Suddenly he was holding her in his arms again, and she was sobbing, clinging to him frantically. She was miserably unstrung; her body shook under the impact of her gasping breath. Then gradually, she quieted, and was silent against him.

"We've been mad!" he murmured. "It's been an insane idea—for me to inflict this on you, Pat. Do you think I could consider the destruction of your beauty, Dear? I've been lying to myself, stifling my judgment with poetic imagery, when all the while it was just that I'm afraid to face the thing alone!"

"No," she murmured, burying her face against his shoulder. "I'm the coward, Nick. I'm the one that's frightened, and I'm the one that broke down! It's just been—too much, this evening; I'm all right now."

"But we'll not go through with this, Pat!"

"But we will! It's better than life without you, Dear. We've argued and argued, and at last forgotten the one truth, the one thing I'll never retract: I can't face living without you, Nick! I can't!"

He brushed his hand wearily before his eyes. "Back at the starting point," he muttered. "All right, Honey. So be it!"
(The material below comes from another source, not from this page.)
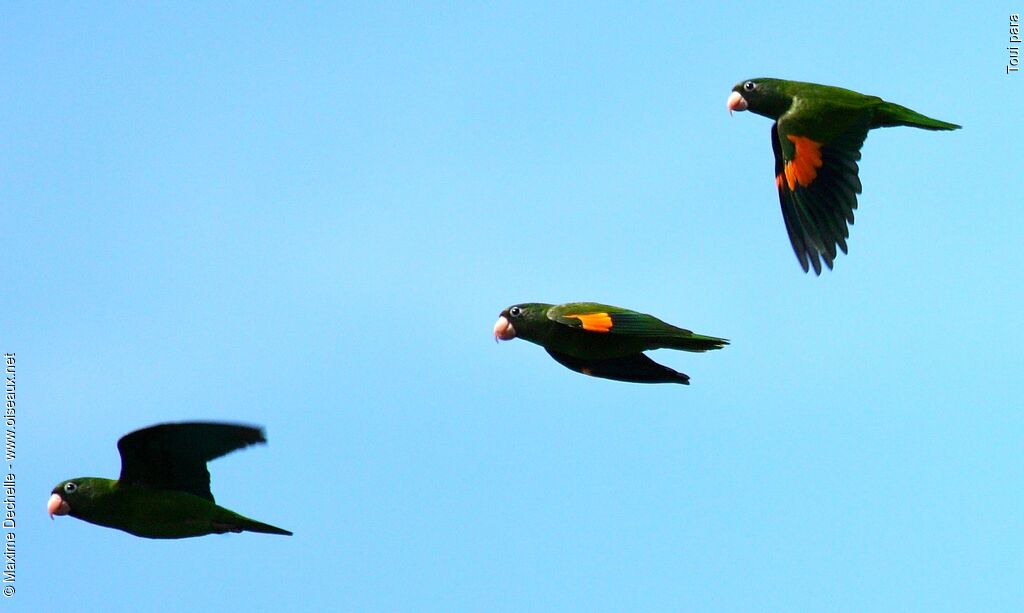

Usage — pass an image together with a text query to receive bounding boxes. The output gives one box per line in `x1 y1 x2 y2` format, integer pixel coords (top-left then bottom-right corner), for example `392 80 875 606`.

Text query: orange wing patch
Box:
776 134 821 191
565 313 612 332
He strode again to the cabinet. "Corrosive sublimate," he murmured. "Cyanide of Potassium. They're both deadly, but I think the second is rapid, and therefore less painful. Cyanide let it be!"

He extracted two small beakers from the glassware on the shelf. He filled them with water from a carafe on the table, and, while the girl watched him with fascinated eyes, he deliberately tilted a spoonful or so of white crystals into each of them. The mixture swirled a moment, then settled clear and colorless, and the crystals began to shrink as they passed swiftly into solution.

"There it is," he announced grimly. "There's peace, oblivion, forgetfulness, and annihilation for you, for me, and—for him! Beyond all doubt, the logical course for us, isn't it? Do we take it?"

"Please," she said faintly. "Kiss me first, Honey. Isn't that the proper course for lovers in this situation?" She felt a faint touch of astonishment at her own irony; the circumstances had ceased to have any reality to her, and had become merely a dramatic sequence like the happenings in a play.

He gathered her again into his arms and pressed his lips to hers. It was a long, tender, wistful kiss; when at last it ended, Pat found her eyes again filled with tears, but not this time the tears of hysteria.

"Nick!" she murmured. "Nick, darling!"

He gave her a deep, somber, but very tender smile, and reached for one of the deadly beakers, "To another meeting!" he said as his fingers closed on it.

Suddenly, amazingly, the strident ring of a doorbell sounded, the more surprising since they had all but forgotten the existence of a world about them. Interruption! It meant only the going through once more of all that they had just passed.

"Drink it!" exclaimed Pat impulsively, seizing the remaining beaker.